Reputation: 11
i have a big N*1 name array
i am currently using goroutine to calculate the edit distance of a name among each other
the question is the results at [B] [C] are different, maybe like
ABC BCD 7
ABC BCD 3
there are 20000 records in names
var names []string
divide names into two chunks
nameCount := len(names)
procs := 2
chunkSize := nameCount / procs
channel
ch := make(chan int)
var wg sync.WaitGroup
for i := 0; i < procs; i++ { //create two goroutines
start := i * chunkSize
end := (i+1)*chunkSize - 1
fmt.Println(start, end) //get slice start and end
wg.Add(1)
go func(slices []string, allnames []string) {
for _, slice := range slices {
minDistance = 256
distance := 0
sum := 0
for _, name := range allnames {
distance = calcEditDist(slice, name) //get the LD [A]
sum += 1
if distance > 0 && distance < minDistance {
minDistance = distance
fmt.Println(slice, name, distance) //[B]
fmt.Println(slice, name, calcEditDist(slice, name)) //[C]

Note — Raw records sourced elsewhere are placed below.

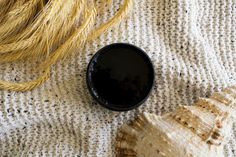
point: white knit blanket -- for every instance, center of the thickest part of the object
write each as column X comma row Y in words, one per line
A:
column 192, row 44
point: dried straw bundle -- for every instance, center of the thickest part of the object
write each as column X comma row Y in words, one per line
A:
column 48, row 31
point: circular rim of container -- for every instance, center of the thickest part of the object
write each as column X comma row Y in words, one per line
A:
column 111, row 106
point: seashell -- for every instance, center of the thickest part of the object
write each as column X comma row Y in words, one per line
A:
column 200, row 130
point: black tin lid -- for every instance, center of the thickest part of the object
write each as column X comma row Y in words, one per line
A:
column 120, row 76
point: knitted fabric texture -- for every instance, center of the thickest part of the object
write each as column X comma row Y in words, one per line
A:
column 192, row 45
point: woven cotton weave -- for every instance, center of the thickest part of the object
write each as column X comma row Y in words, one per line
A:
column 192, row 44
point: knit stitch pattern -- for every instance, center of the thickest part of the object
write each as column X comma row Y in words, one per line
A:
column 192, row 44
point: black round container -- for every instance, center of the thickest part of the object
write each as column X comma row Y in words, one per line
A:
column 120, row 76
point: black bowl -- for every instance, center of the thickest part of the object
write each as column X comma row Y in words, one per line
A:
column 120, row 76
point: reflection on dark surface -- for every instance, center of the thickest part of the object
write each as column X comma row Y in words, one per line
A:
column 122, row 77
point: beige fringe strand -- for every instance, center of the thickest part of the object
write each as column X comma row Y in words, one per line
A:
column 49, row 31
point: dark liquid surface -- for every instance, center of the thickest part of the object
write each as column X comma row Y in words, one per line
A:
column 121, row 77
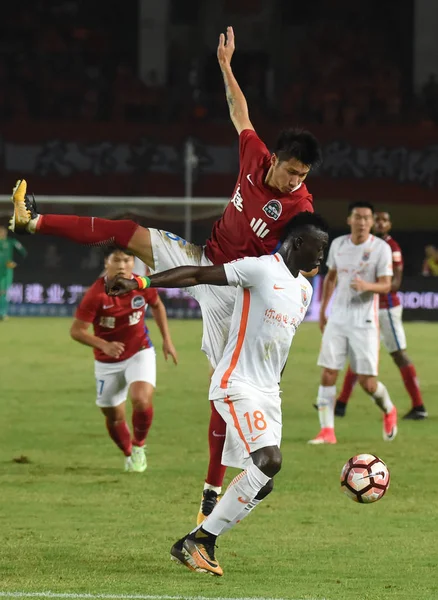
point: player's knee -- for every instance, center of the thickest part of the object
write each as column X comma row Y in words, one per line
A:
column 268, row 460
column 328, row 377
column 400, row 358
column 367, row 383
column 141, row 396
column 266, row 490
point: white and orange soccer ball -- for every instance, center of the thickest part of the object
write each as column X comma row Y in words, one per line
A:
column 365, row 478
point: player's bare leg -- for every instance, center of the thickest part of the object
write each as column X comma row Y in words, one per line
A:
column 119, row 431
column 141, row 393
column 216, row 471
column 197, row 551
column 326, row 404
column 377, row 390
column 418, row 411
column 83, row 230
column 350, row 381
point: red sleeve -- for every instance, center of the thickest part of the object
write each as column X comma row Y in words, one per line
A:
column 151, row 296
column 89, row 305
column 251, row 146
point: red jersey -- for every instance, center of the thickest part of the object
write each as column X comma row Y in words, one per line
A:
column 254, row 221
column 117, row 318
column 392, row 299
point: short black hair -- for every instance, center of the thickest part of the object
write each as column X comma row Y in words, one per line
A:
column 306, row 219
column 108, row 250
column 360, row 204
column 299, row 144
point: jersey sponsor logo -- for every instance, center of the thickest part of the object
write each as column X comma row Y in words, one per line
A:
column 218, row 434
column 259, row 227
column 138, row 302
column 273, row 209
column 107, row 322
column 175, row 238
column 237, row 199
column 304, row 296
column 135, row 317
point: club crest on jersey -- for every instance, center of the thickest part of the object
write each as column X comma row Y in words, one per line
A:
column 304, row 296
column 273, row 209
column 138, row 302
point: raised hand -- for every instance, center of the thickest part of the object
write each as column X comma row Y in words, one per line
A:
column 226, row 48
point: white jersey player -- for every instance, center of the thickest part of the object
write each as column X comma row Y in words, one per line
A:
column 271, row 301
column 360, row 268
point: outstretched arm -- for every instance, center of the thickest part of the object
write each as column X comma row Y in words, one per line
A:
column 173, row 278
column 235, row 98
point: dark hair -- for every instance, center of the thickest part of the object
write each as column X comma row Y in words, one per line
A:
column 304, row 220
column 360, row 204
column 299, row 144
column 108, row 250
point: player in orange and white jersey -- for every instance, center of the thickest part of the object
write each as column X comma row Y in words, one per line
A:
column 360, row 268
column 271, row 301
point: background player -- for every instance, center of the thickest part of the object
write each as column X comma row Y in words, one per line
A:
column 124, row 355
column 360, row 267
column 391, row 329
column 269, row 191
column 271, row 302
column 7, row 266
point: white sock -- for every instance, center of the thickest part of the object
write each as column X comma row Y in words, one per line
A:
column 32, row 225
column 326, row 406
column 215, row 488
column 382, row 399
column 241, row 491
column 244, row 513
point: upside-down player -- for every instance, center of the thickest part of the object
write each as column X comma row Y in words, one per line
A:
column 391, row 329
column 124, row 355
column 360, row 268
column 269, row 191
column 271, row 301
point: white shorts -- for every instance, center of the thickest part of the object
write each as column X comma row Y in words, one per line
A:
column 253, row 421
column 392, row 332
column 113, row 379
column 216, row 302
column 361, row 346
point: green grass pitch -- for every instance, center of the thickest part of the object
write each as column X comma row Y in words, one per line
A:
column 73, row 522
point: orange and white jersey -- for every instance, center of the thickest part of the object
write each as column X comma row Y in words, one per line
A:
column 270, row 305
column 369, row 260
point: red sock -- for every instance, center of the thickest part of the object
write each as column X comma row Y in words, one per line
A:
column 88, row 230
column 120, row 434
column 216, row 441
column 141, row 422
column 347, row 389
column 410, row 380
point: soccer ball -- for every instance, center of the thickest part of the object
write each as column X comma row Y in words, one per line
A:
column 365, row 478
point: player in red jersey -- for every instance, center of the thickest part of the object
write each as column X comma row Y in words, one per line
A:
column 270, row 190
column 392, row 330
column 124, row 355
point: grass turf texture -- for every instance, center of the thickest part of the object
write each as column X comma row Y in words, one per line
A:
column 72, row 521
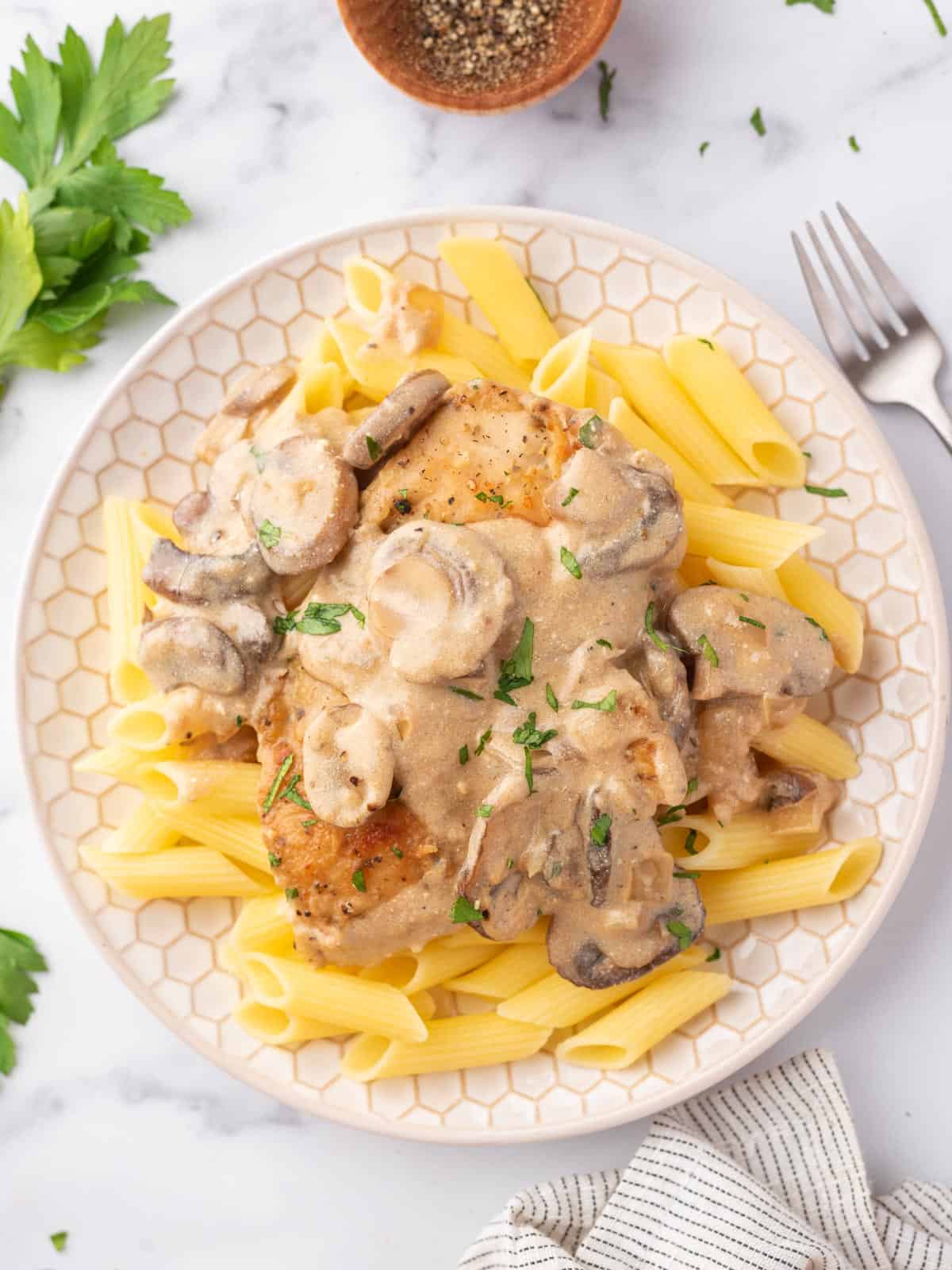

} else if distance == minDistance {
fmt.Println(slice, name, distance)
fmt.Println(slice, name, calcEditDist(slice, name))
}
}
// for _, name := range allnames {
// fmt.Println(slice, name)
// }
ch <- sum
// fmt.Println(len(allnames), slice)
break
}
wg.Done()
}(names[start:end], names)
}
i placed the calcEditDist @https://github.com/copywrite/keyboardDistance/blob/master/parallel.go
PS:
if i declare
var dp [max][max]int
in calcEditDist as local variable instead of global, the results are right, but is incredibly slow
UPDATE 1
Thanks all buddy,i take the great advice below in three steps
1) i shrinked the dp to a much reasonable size, like 100 or even smaller, DONE
2) i put the dp declaration in each goroutine and pass its pointer as Nick said, DONE
3) later i will try to dynamically alloc dp, LATER
the performance improved steeply, ╰(°▽°)╯
Upvotes: 1
Views: 192
Reputation: 54079
As you've identified in your posting, having dp
as a global variable is the problem.
Allocating it each time in CalcEditDistance
is too slow.
You have two possible solutions.
1) you only need 1 dp
array per go-routine, so allocate it in the for loop loop and pass a pointer to it (don't pass the array directly as arrays pass by value which will involve a lot of copying!)
for i := 0; i < procs; i++ { //create two goroutines
start := i * chunkSize
end := (i+1)*chunkSize - 1
fmt.Println(start, end) //get slice start and end
wg.Add(1)
go func(slices []string, allnames []string) {
var dp [max][max]int // allocate
for _, slice := range slices {
minDistance = 256
distance := 0
sum := 0
for _, name := range allnames {
distance = calcEditDist(slice, name, &dp) // pass dp pointer here
Change calcEditDist to take the dp
func CalcEditDist(A string, B string, dp *[max][max]int) int {
lenA := len(A)
lenB := len(B)
2) Re-write your calcEditDistance
so it doesn't need the massive O(N^2) dp array.
If you study the function carefully it only ever accesses a row up and a column to the left, so all the storage you actually need is a previous row and a previous columns which you could allocate dynamically at very little cost. This would make it scale to any length of string too.
That would need a bit of careful thought though!
Upvotes: 1